Ivan Mizzi, the Malta FA Treasurer, said that the latest accounts were held over ten months after changes to the association’s time-frames with the cut-off date set on March 31, 2016.

During this period the total income for the association totalled €6.1 million... an increase of €411,937 over the previous financial year – that was calculated over 12 months – while the total expenditure reached €4.3 million.

That left the association with a total operating profit of €1.6m when taking into consideration the interest receivable and finance costs.

The MFA’s assets have also increased by half a million euros over the previous year and now amount to €14.5 million.

The MFA administration income were boosted by new funds from the UEFA HatTrick Investment Programme of €950,000 that pushed the total earnings to €3.6 million.

International matches have left an income of €1.7 million, just under €200,000 less than the corresponding figure from the previous year.

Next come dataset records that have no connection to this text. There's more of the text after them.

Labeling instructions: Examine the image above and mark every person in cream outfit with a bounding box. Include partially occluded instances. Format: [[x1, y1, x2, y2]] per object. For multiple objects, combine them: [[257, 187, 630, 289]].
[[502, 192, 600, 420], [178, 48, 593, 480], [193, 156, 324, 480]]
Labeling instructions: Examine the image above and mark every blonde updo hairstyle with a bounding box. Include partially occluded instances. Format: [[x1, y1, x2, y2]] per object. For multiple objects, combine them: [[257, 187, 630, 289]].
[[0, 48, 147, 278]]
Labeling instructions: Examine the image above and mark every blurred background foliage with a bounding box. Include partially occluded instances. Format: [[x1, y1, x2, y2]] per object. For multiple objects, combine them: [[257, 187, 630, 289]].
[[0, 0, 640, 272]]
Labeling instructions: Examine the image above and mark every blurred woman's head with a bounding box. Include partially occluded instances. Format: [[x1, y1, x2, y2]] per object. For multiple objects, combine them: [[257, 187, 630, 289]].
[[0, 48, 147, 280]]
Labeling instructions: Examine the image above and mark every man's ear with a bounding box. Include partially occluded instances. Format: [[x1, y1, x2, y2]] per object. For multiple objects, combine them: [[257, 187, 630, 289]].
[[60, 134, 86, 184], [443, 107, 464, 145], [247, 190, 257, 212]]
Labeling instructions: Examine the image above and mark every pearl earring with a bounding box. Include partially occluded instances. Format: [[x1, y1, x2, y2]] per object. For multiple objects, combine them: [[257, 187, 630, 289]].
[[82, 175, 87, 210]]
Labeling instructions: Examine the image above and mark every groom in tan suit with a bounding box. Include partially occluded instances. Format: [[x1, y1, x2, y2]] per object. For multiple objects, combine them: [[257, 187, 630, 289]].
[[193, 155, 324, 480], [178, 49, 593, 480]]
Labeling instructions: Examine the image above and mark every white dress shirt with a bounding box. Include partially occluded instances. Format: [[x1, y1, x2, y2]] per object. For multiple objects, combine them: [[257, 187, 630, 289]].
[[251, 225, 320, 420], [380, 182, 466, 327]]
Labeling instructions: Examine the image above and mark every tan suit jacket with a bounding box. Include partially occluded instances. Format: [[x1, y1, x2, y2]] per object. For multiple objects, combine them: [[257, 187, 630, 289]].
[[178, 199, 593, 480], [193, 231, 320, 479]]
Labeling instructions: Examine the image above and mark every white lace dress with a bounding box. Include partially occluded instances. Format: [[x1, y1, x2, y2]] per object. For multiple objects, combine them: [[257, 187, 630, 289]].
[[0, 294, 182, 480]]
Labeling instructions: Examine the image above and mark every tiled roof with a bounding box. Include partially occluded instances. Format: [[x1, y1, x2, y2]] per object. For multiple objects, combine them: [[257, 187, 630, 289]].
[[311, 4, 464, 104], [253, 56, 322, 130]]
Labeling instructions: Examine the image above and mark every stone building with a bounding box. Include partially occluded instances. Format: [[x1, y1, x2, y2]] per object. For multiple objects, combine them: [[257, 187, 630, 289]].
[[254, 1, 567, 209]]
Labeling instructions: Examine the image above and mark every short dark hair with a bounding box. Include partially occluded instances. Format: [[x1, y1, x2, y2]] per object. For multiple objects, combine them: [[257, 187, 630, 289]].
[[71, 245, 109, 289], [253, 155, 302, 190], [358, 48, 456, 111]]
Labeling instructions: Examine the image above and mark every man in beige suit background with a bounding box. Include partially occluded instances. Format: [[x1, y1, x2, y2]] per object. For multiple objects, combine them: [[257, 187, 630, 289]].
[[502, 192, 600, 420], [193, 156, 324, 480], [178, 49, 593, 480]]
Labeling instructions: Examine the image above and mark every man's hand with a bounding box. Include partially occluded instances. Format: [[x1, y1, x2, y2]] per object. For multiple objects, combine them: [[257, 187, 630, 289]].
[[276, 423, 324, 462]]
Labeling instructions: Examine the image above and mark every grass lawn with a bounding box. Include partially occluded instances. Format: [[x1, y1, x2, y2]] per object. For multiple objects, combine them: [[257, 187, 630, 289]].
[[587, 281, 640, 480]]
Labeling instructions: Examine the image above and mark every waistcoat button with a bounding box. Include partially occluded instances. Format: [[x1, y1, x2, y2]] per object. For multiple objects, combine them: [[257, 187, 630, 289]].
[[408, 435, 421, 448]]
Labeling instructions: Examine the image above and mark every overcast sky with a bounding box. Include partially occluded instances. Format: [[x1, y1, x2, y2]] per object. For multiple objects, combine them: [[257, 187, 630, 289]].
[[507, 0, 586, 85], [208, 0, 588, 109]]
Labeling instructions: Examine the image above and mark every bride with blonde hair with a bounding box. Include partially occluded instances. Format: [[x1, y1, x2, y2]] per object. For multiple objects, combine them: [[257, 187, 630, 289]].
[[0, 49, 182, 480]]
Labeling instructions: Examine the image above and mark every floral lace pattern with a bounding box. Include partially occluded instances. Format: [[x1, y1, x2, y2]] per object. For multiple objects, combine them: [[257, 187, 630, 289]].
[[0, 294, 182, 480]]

Still, the association registered an increase in profit in this sector of €285,390 – almost €100,000 more than last year.

The MFA’s accounts struggled in domestic competitions though as a loss of €536,285 was recorded with the major expenses being the ground rental assistance that amounted to €172,010 and referees’ fees of €291,175.

The association is again in the red when it comes to sports facilities as they ended the financial year with a loss of €681,299. But that was a slight improvement on the previous year’s statistics which had shown a deficit of €862,885.

At the end of the presentation, MFA president Norman Darmanin Demajo told club delegates and members that during the past six years the association had received the green light from UEFA to use funds allocated by the European governing body for the association’s administration to finance the clubs’ infrastructure projects.

“When this administration started functioning, we had vowed to improve our clubs’ infrastructure,” Darmanin Demajo said.

“That required a huge financial effort as we needed around €20 million to reach our objectives. We gathered these funds after bank loans of €13 million while the remaining money came from surplus funds.

“To make sure that the association’s accounts didn’t suffer we asked permission from UEFA so we could use funds from their various programmes to be able to pay back loan fees.

“It’s not the ideal situation but today the majority of our clubs have an adequate pitch where their players can conduct training programmes.”